Skip to content

Materialized Views

Materialized Views (MVs) provide automatic denormalization in Cassandra, maintaining synchronized copies of data with different primary keys. While offering query flexibility, MVs have significant operational considerations that require careful evaluation.

Production Considerations

Materialized Views have known consistency and performance limitations. Evaluate carefully before production use.

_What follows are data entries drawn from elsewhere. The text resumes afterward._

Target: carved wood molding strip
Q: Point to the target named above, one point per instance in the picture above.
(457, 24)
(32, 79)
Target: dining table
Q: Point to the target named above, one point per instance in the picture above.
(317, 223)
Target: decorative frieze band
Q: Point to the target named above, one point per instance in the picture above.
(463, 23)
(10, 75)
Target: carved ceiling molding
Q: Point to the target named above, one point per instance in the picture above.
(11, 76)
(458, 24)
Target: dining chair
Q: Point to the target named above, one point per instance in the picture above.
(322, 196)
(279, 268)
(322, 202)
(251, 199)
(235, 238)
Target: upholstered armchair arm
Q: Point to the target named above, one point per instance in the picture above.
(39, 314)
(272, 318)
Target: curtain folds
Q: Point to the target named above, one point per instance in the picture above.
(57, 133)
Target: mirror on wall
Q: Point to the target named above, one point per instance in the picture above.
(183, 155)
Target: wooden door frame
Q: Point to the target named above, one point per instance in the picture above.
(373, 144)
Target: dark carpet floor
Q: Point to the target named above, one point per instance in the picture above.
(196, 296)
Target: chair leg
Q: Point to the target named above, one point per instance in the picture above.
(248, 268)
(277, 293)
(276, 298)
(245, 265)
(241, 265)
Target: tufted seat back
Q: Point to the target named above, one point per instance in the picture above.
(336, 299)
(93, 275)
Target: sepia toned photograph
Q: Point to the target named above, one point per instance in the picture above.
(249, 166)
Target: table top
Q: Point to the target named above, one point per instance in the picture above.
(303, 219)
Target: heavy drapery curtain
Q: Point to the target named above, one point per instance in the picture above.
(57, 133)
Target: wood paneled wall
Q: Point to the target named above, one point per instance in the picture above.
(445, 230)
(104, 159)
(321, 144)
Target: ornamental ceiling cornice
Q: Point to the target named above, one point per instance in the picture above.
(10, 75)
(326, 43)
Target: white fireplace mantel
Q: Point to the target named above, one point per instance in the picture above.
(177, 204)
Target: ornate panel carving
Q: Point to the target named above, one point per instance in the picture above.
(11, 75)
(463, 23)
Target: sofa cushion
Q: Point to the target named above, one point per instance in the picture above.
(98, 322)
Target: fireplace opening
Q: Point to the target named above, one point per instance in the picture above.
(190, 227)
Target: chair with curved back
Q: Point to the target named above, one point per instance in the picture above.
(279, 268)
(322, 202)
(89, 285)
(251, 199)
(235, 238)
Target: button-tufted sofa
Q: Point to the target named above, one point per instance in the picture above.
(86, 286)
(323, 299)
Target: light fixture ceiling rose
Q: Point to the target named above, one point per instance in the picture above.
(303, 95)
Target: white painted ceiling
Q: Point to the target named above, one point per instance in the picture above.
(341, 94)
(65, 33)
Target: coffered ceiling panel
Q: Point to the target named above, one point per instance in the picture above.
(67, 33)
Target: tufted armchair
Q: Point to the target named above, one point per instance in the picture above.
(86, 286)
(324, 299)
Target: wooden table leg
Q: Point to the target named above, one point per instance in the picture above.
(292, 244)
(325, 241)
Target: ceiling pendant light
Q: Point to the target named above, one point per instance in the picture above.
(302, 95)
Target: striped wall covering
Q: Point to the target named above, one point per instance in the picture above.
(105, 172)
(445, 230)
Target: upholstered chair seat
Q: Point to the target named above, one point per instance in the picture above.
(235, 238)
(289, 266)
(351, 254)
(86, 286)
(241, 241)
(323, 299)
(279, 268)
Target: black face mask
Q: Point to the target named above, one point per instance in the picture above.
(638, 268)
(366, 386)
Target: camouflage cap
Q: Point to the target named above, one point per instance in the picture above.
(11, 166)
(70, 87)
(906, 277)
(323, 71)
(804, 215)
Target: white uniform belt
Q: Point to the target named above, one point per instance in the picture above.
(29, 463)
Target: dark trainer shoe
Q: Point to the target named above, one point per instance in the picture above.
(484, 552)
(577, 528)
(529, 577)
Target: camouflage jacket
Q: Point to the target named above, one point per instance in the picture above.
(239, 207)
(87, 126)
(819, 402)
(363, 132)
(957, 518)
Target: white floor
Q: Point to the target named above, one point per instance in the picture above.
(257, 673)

Many deployments prefer application-managed denormalization.


Background and History

Origins

Materialized Views were introduced in Cassandra 3.0 (2015) to address a common challenge: Cassandra's data model requires designing tables around query patterns, often leading to manual denormalization where the same data is written to multiple tables.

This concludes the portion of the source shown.